For that game and that film, the sounds of death are not shorthand. They are the things we are supposed to be paying attention to. Those sounds are supposed to grab us and keep us. They're meant to haunt us beyond all reason and thought, and they work, at least for me. I haven't been able to get Giovanni Ribisi's plaintive wailing out of my head for nearly 20 years.
Hyper Light Drifter is another game that uses the sound of suffering in a way that puts you in a particular place and a particular mindset. After boss battles, and sometimes for no reason at all, the protagonist character will cough. They're deep, difficult coughs that make the screen blink and generate little pools of blood on the ground.
The sound, especially as it fills up a pair of headphones, imprinted on me. I can hear it right now, despite having not played that game since release. It's a sound that is full of emotive capacity, and that game rightly lets you sit with the sound. It means something; the chronic illness-toward-death that the character is experiencing frames the significance and the importance of Hyper Light Drifter's plot. One cannot take the ephemeral story seriously without listening to, and having sympathy for, that terrible cough.
The sounds of suffering, the sounds of death, and a musical score written from the depths of loss and tragedy shouldn't just be marketing shorthand. In marketing, there has long been this idea of "effective frequency," or how many times you have to see or hear about a product before it latches into your being and you need to buy it. Estimates and studies vary on that number, but the important thing is that there is some number. There is a place of advertising exposure where you begin to see something and you think you might be interested in it.

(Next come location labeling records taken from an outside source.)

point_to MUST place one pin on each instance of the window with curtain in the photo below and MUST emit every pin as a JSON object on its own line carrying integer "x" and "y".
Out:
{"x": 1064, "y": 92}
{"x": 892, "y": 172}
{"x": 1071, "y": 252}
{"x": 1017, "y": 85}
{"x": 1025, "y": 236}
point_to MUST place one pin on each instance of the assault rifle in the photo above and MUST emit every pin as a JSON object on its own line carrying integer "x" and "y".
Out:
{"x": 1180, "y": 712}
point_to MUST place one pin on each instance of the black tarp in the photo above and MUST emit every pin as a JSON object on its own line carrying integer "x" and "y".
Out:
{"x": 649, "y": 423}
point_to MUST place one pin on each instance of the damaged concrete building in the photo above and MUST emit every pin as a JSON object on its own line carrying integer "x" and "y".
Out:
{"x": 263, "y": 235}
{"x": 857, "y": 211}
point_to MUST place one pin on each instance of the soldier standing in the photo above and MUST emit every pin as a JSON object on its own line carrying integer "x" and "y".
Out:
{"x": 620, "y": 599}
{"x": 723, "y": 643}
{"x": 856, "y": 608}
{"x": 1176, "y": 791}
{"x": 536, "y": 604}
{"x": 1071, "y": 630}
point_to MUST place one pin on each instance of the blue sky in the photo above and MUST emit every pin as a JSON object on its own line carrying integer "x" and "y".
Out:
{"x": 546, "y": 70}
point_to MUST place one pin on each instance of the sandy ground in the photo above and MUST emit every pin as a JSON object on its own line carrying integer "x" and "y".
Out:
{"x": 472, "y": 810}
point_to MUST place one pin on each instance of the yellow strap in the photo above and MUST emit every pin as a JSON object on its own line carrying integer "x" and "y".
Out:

The Call of Duty: WWII trailer is using the sonic capacity of human death and suffering for its capacity to work as effective frequency. If you hear the dying screams enough times, you might buy into the idea that you can fix them. You might think that you can march across Europe and right a couple wrongs. And I wonder if the best use of those sounds and the music that comes to grips with them might be sitting with them and paying attention to them instead of draining them for some advertising excitement factor.